As the customer has closed the case I'm pushing it out to 4.0. The reasons supporting this are that a fix would change the semantics of the involved functions, and this is not something we can do in a z-stream update.
oVirt 4.0 Alpha has been released, moving to oVirt 4.0 Beta target.
Hi Pavel, Since Virt-qe have no such environment to test this issue, would you mind to verify this issue once it fixed? Thanks! Hui Wang
(In reply to wanghui from comment #10) > Hi Pavel, > > Since Virt-qe have no such environment to test this issue, would you mind to > verify this issue once it fixed? > > Thanks! > Hui Wang Sorry but which environment do you need? 1) Add host 2) Create 100 networks (they can be tagged with non-existing vlans tags or any vlan tags if NIC (See 4) is disconnected).

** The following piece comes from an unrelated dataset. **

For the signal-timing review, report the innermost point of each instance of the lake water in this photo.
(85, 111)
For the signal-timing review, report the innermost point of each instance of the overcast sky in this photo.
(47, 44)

Can be scripted 3) "setup host networks" 4) Attach the networks to one NIC (can be disconnected one) 5) Wait for network attached (verified) or timeout occurred (Failed_QA). That's it.
update the needinfo to myself, and update the QA contact to me as well. I tested this bug following comment 11 steps with latest released RHEV-H el7 3.6 and engine 3.6 builds with more than 60+ logical network with non-existing vlans tages or any vlan tags, but I can not reproduce this issue. My test result is here can attech the networks to one NIC successful, did not encounter timeout issue. I will do more checking and testing on this bug next week.
Update the bug status to MODIFIED until 3-ack+.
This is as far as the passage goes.